A statement quoted the Managing Director of The Shell Petroleum Development Company of Nigeria Limited (SPDC) who doubles as the Country Chairman of Shell Companies in Nigeria, Osagie Okunbor as saying: “the two Nigerians have come up with creative ideas on energy efficiency, food and agriculture and join19 entrepreneurs from other countries to vie for the prestigious prize.”
The statement said that a public vote of the shortlisted businesses will take place between tomorrow, September 9 and 18, on the Shell LiveWIRE website, with the results helping to determine the winners.
The statement also quoted SPDC’s General Manager, External Relations, Igo Weli as saying: “we are happy that young Nigerians keep deploying the skills and funding assistance in our LiveWIRE training schemes. Last year, two Nigerian companies were among the Top Ten Innovators from among 21 entries in a contest which attracted over 11,000 voters from 102 countries. We hope to come out successful again this year.”
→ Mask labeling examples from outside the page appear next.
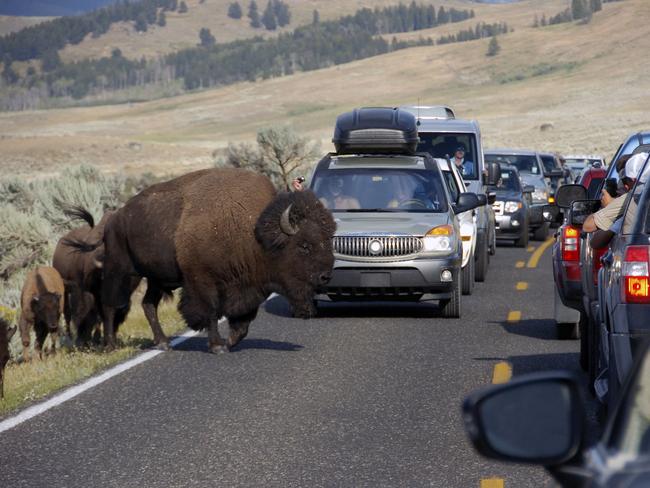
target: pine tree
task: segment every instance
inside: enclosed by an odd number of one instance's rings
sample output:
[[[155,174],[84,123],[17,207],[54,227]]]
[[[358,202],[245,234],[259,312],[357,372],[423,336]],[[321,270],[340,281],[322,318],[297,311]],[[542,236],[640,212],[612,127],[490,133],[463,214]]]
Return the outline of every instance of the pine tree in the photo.
[[[203,47],[214,46],[217,43],[217,40],[212,35],[212,32],[210,32],[210,29],[206,27],[203,27],[199,31],[199,41],[199,45]]]
[[[241,16],[242,10],[239,2],[232,2],[230,5],[228,5],[228,17],[231,19],[241,19]]]
[[[499,51],[501,51],[501,46],[499,46],[499,41],[497,40],[497,36],[492,36],[492,39],[490,39],[490,43],[488,44],[488,52],[487,56],[496,56],[499,54]]]
[[[262,24],[264,24],[266,30],[275,30],[278,28],[278,23],[275,19],[275,12],[273,10],[273,4],[271,3],[271,0],[269,0],[269,2],[266,4],[266,8],[262,14]]]
[[[262,27],[262,23],[260,22],[260,12],[255,0],[251,0],[251,3],[248,5],[248,18],[251,19],[251,27],[254,29]]]

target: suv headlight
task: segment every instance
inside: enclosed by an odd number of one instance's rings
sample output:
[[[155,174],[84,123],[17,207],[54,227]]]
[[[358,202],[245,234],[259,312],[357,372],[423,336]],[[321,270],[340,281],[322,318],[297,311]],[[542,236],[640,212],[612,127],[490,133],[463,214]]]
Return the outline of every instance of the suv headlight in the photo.
[[[543,200],[546,202],[548,200],[548,192],[546,190],[542,190],[541,188],[535,189],[533,192],[533,200]]]
[[[521,204],[521,202],[506,202],[504,210],[506,211],[506,213],[515,213],[522,206],[523,205]]]
[[[454,228],[451,225],[439,225],[426,233],[424,251],[451,251],[453,249]]]

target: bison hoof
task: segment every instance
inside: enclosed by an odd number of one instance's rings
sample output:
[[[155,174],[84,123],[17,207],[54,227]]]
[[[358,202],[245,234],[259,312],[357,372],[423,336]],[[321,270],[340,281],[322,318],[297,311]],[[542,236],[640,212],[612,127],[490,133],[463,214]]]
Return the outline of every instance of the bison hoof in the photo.
[[[228,351],[229,351],[228,346],[226,346],[225,344],[210,346],[210,352],[212,354],[223,354]]]

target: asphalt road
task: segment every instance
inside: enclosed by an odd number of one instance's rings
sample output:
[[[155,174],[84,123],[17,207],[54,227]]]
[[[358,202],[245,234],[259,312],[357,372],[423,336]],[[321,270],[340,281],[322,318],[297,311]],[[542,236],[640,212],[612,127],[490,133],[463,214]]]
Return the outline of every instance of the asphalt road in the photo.
[[[0,486],[554,486],[478,456],[460,415],[499,362],[579,371],[554,335],[550,250],[516,267],[531,255],[500,247],[459,320],[374,303],[303,321],[274,298],[230,354],[189,339],[0,434]]]

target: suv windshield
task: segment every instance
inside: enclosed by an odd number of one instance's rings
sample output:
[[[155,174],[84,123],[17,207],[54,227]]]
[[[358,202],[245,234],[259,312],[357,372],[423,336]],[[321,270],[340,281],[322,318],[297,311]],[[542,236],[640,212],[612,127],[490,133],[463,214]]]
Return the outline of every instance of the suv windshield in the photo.
[[[332,212],[446,212],[440,173],[426,169],[346,168],[320,171],[312,190]]]
[[[486,154],[486,163],[511,164],[515,166],[520,173],[529,173],[538,175],[539,164],[537,156],[532,155],[515,155],[515,154]]]
[[[478,179],[476,136],[463,133],[420,132],[418,151],[428,152],[434,158],[449,159],[460,157],[456,164],[465,180]]]

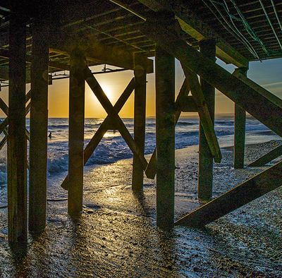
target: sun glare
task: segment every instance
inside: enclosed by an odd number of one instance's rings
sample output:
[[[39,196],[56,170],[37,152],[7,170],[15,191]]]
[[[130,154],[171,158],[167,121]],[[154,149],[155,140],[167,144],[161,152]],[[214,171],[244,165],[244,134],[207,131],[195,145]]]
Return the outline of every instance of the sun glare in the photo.
[[[101,84],[100,85],[106,95],[108,97],[108,99],[111,102],[113,102],[114,94],[112,87],[108,84]]]

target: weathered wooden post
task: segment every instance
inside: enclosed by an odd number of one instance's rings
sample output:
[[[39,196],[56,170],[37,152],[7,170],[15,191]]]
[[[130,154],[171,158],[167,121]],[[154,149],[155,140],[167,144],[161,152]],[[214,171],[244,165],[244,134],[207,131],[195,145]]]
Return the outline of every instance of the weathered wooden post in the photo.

It said that LiveWIRE is Shell’s flagship youth enterprise development programme that provides training and finance to young people to start or expand their own businesses.
Launched in Nigeria in 2003, the programme enables young entrepreneurs to convert their bright ideas into sustainable businesses creating wider employment and income generation opportunities. “LiveWIRE ambassadors have benefitted from this support to make their mark and we call on Nigerians to encourage them by voting for their ideas,” Weli added.
Winners and two runners up will be named in the categories of Food & Agriculture, Energy & Mobility, and Sustainable Future, with the winners receiving $20,000 USD and runners up receiving $10,000 USD. In addition, Shell LiveWIRE will name an Outstanding Achievement Award winner who will receive $10,000 USD. All Top Ten Innovators will win direct mentoring from Shell staff and the opportunity to integrate and benefit from vast linkages within Shell’s global network.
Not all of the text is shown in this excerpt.